Bug#996915: raspi-firmware: hook breaks label-based booting

2021-10-20 Thread Cyril Brulebois
Package: raspi-firmware
Version: 1.20210303+ds-2
Severity: important

Hi,

Building bullseye images using raspi-team/image-specs[1] for the Pi 4 B
or PI CM4 devices (`make raspi_4_bullseye.img`), I've been getting weird
things…

 1. https://salsa.debian.org/raspi-team/image-specs

Sometimes the boot would stop after a few seconds (last kernel log with
a timestamp around 6 seconds shown on HDMI), sometimes one would get a
prompt about a missing root filesystem, and be dropped inside an
initramfs prompt. (I've no certain answer at this point, but it seems
that the order of console= parameters in cmdline.txt might explain that
the prompt goes to the screen or the serial console; namely going to the
serial console during the first boot, and on screen for further boots,
due to the switched order after initial reconfiguration…)
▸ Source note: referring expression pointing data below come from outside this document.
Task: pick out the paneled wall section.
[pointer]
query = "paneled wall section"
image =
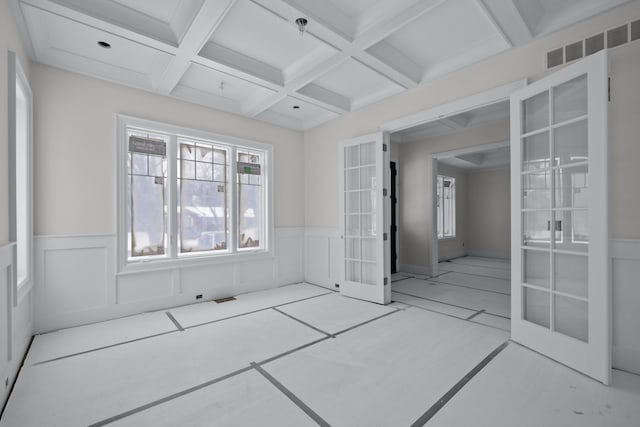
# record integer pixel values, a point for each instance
(77, 281)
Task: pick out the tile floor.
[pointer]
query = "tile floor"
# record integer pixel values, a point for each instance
(304, 355)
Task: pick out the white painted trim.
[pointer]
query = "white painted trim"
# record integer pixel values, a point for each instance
(491, 96)
(471, 150)
(6, 255)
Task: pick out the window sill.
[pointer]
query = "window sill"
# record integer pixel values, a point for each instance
(192, 261)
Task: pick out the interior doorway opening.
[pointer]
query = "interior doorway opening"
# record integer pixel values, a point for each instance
(453, 190)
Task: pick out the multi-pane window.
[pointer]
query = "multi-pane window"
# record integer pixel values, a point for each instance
(446, 206)
(146, 194)
(202, 183)
(186, 195)
(20, 170)
(250, 202)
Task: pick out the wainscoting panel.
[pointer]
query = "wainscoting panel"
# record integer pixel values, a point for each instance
(77, 282)
(322, 256)
(290, 249)
(626, 299)
(145, 286)
(76, 279)
(214, 281)
(15, 322)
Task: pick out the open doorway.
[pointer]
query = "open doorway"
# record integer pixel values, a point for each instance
(453, 215)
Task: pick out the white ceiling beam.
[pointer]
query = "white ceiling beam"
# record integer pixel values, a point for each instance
(474, 159)
(202, 27)
(332, 28)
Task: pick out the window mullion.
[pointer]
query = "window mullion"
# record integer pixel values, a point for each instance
(172, 188)
(233, 209)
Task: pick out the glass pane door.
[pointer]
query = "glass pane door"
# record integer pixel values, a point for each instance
(364, 218)
(560, 284)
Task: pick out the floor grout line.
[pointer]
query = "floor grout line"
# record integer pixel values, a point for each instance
(453, 316)
(169, 398)
(367, 322)
(289, 394)
(170, 332)
(475, 314)
(478, 275)
(293, 350)
(15, 380)
(446, 303)
(304, 323)
(80, 353)
(466, 286)
(175, 322)
(255, 311)
(424, 418)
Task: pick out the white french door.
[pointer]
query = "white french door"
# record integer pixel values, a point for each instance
(560, 287)
(364, 211)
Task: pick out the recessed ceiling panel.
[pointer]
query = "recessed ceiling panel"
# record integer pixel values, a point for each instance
(357, 82)
(164, 20)
(304, 117)
(216, 89)
(366, 13)
(546, 16)
(447, 33)
(255, 32)
(65, 43)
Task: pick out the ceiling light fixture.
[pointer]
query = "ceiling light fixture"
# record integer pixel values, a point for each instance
(302, 24)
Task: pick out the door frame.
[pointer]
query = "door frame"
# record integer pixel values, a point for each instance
(462, 105)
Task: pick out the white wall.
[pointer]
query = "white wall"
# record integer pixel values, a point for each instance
(415, 206)
(321, 151)
(488, 213)
(75, 204)
(15, 319)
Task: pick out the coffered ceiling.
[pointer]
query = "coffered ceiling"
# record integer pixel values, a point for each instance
(249, 57)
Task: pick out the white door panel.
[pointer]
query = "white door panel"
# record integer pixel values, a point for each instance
(365, 263)
(560, 265)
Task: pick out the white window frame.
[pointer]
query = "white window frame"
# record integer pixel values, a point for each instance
(20, 177)
(452, 208)
(173, 259)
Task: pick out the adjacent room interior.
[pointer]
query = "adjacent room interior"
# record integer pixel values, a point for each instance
(335, 213)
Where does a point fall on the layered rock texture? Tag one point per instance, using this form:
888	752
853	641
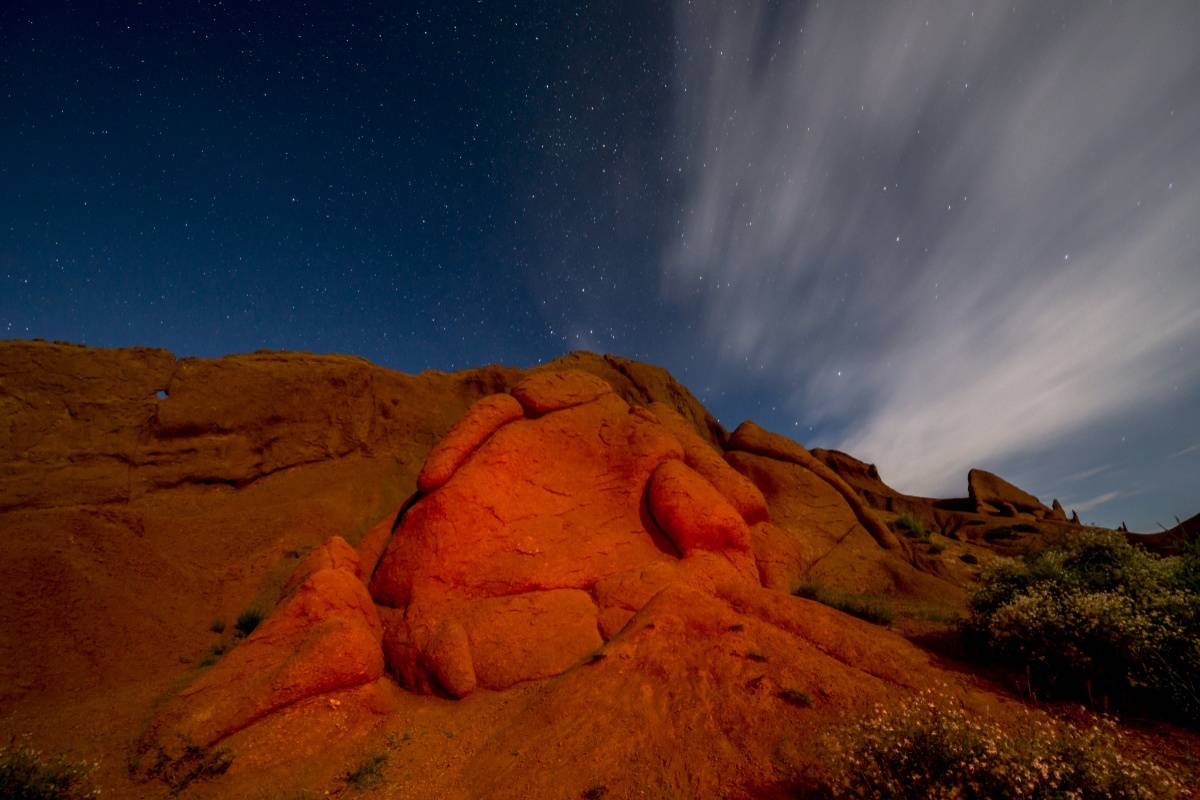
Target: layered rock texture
552	582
Anyway, let's focus on the raspi-firmware issue:
 - image-specs generates a label-based booting, using this cmdline
   parameter: root=LABEL=RASPIROOT (similar to root=UUID=…).
 - The first boot ensures the raspi-firmware hook is called:
   /etc/kernel/postinst.d/z50-raspi-firmware
 - Running this hook results in the root= parameter's being replaced
   with the /dev/mmcblkNp2 du jour (it might be /dev/mmcblk0p2, it might
   be /dev/mmcblk1p2).
 - Further boots might see the same device come up with a different ID,
   leading to the root= vs. actual /dev/mmcblkNp2 mismatch that prevents
   booting.

In passing, the workaround in such cases is quite simple (when the
actual error messages are accessible, and one has access to a keyboard
or a serial console depending on cases):
 - symlink /dev/mmcblkXp2 to /dev/mmcblkYp2
 - exit the initramfs shell

and booting continues.


I think I'd prefer it if raspi-firmware wouldn't touch an existing root=
parameter. This would probably fix the very similar #984691 (about btrfs
booting).


Cheers,
-- 
Cyril Brulebois -- Debian Consultant @ DEBAMAX -- https://debamax.com/